City continues massive cleanup

Police are standing watch while heavy equipment hauls load after load of junk including rusted-out vehicles, used building materials and old appliances away from a Red Deer home and adjoining city lot today.

A City of Red Deer Public Works crew removes building materials and other debris from city-owned property homeowner Dell Price appropriated for storage.

A City of Red Deer Public Works crew removes building materials and other debris from city-owned property homeowner Dell Price appropriated for storage.

Police and heavy equipment were to return early today for what some city officials believe to be the largest yard cleanup in Red Deer’s history.

City crews and contractors — aided by tow trucks and police — started work on Wednesday morning at 5328 – 44th Ave., one of two properties owner Dell Price has been asked to clean up. A date has yet to be set for the city cleanup of the second property located at 3710 – 44th St.

Concern was first raised at the 44th-Avenue site by emergency services officials. They said the piles of building material and collections of old vehicles, appliances and other goods would hamper fire-medics attending a fire or medical emergency, said Russ Pye, enforcement and building supervisor for the inspections and licensing department.

Besides filling Price’s own yard, the stockpiles, sheds and fencing had covered most of a piece of city-owned land immediately south of the property.

Most of a stand of trees had been removed to make way for the vehicles and various stacks of materials, including a pile of loose gravel.

By the time they shut down for the day on Wednesday, only the city side of the site was finished, with plenty of work left to do in Price’s yard, said Pye.

Compliance officer Les Kolibaba, also with the inspections and licensing department, could only shake his head as he watched a skid steer operator push the gravel pile aside so a tow truck could drag out a rusty one-ton pickup truck that had a seized rear wheel.

“There was a nice little stand of trees here. From what I understand, it was quite pretty, at least from the pictures,” said Kolibaba.

Price will be made to pay the entire cost of the cleanup, including tow trucks, bylaw officers, environmental services staff, RCMP and work crews brought to the site, said Pye.

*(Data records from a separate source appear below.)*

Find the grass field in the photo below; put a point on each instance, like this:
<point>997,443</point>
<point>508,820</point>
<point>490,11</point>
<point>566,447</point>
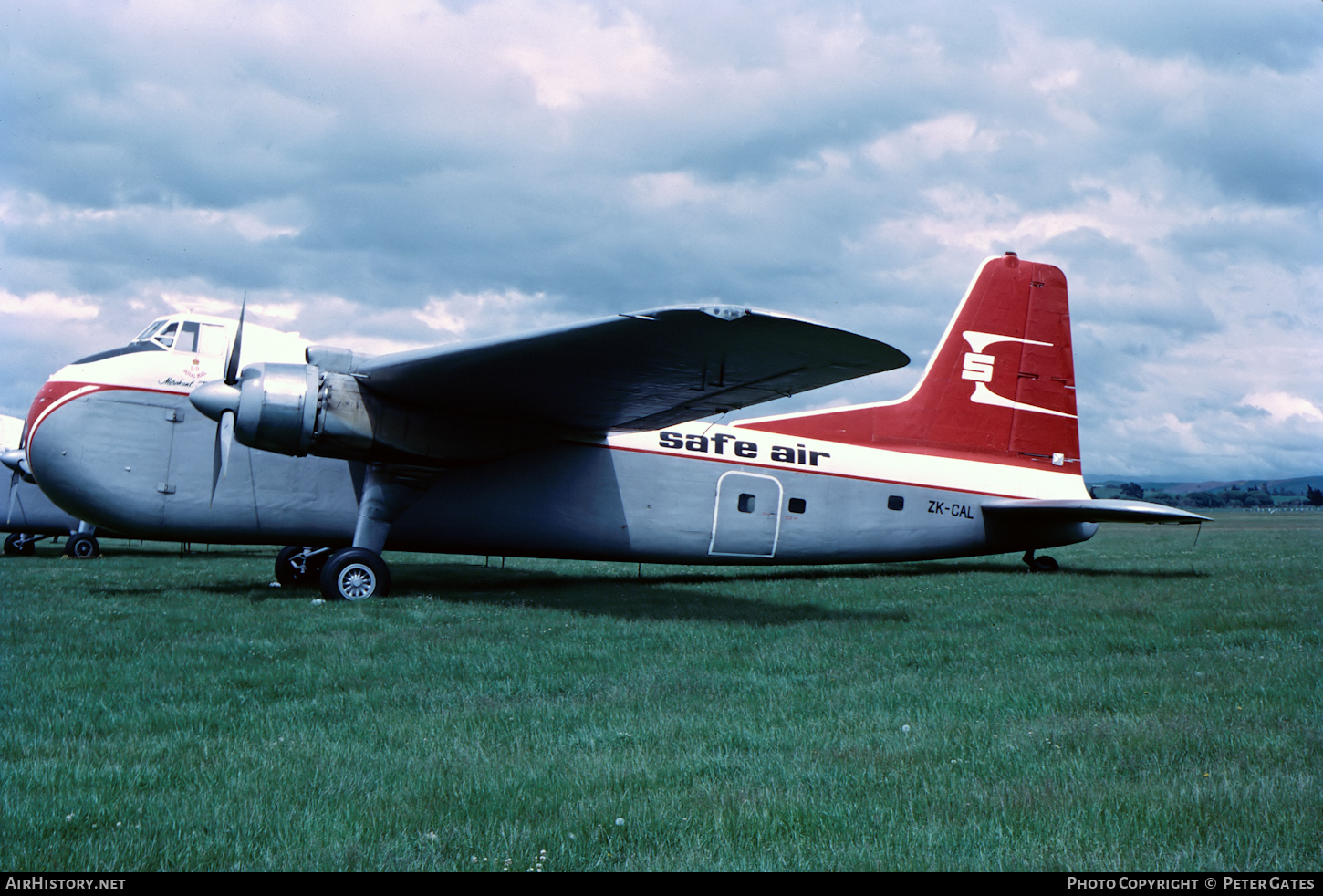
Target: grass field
<point>1155,705</point>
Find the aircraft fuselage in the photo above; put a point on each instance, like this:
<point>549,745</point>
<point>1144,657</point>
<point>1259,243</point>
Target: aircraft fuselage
<point>139,461</point>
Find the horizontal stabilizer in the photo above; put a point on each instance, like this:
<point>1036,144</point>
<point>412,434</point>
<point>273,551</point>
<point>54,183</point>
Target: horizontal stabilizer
<point>630,372</point>
<point>1088,511</point>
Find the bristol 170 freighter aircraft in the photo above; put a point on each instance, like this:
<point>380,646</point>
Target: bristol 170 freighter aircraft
<point>587,441</point>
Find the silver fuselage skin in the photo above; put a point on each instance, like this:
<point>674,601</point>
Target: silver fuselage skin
<point>138,460</point>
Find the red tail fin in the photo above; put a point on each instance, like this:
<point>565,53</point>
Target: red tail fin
<point>1002,381</point>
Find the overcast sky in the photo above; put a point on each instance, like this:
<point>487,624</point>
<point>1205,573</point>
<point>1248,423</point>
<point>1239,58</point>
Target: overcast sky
<point>391,175</point>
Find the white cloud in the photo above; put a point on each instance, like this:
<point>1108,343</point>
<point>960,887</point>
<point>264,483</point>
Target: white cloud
<point>1282,405</point>
<point>474,315</point>
<point>47,306</point>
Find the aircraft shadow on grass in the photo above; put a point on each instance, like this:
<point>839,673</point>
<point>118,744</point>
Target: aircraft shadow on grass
<point>663,597</point>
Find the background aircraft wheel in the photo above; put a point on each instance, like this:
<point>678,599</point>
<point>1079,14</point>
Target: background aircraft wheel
<point>287,568</point>
<point>15,546</point>
<point>355,575</point>
<point>1044,566</point>
<point>82,547</point>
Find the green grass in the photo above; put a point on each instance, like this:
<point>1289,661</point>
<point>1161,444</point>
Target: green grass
<point>1152,707</point>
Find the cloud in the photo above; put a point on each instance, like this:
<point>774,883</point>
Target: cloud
<point>47,306</point>
<point>1281,405</point>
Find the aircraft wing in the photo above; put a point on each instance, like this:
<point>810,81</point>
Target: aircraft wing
<point>1088,511</point>
<point>630,372</point>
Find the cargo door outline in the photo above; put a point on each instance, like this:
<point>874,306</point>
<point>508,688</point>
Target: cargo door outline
<point>753,534</point>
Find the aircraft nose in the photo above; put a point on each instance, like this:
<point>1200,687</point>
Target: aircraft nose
<point>216,397</point>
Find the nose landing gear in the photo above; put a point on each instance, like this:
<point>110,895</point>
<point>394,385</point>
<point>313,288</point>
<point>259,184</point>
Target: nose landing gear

Price was not present during the cleanup, and has not responded to phone calls.

It’s too early to estimate how many thousands of dollars the final tally will reach, with the cleanup expected to continue on Thursday and perhaps longer, he said. Once the total is tallied, it will be added to the property’s tax bill.

Vehicles removed from the site, including a trailer built for hauling bottled pop, go to Key Towing and Storage for salvage.

Everything else goes to the city landfill, where goods that appear salvageable will be held for a period of time in case Price wants them back.

Price can retrieve his goods from the landfill for the cost of a tipping fee, while he would have to deal with Key to get any of the vehicles back, said Pye.

“It’s not his stuff that we’re interested in. He’s welcome to have it back.”

The more pressing issue was getting the property back in order, he said.

“It’s been a long process. It’s finally coming to an end — not the way we had hoped.”

Besides creating a fire hazard, the stockpiles contravene a number of city bylaws, including community standards, land use and environmental control, said compliance officer Fernando Paganelli, who is creating a video record of the cleanup.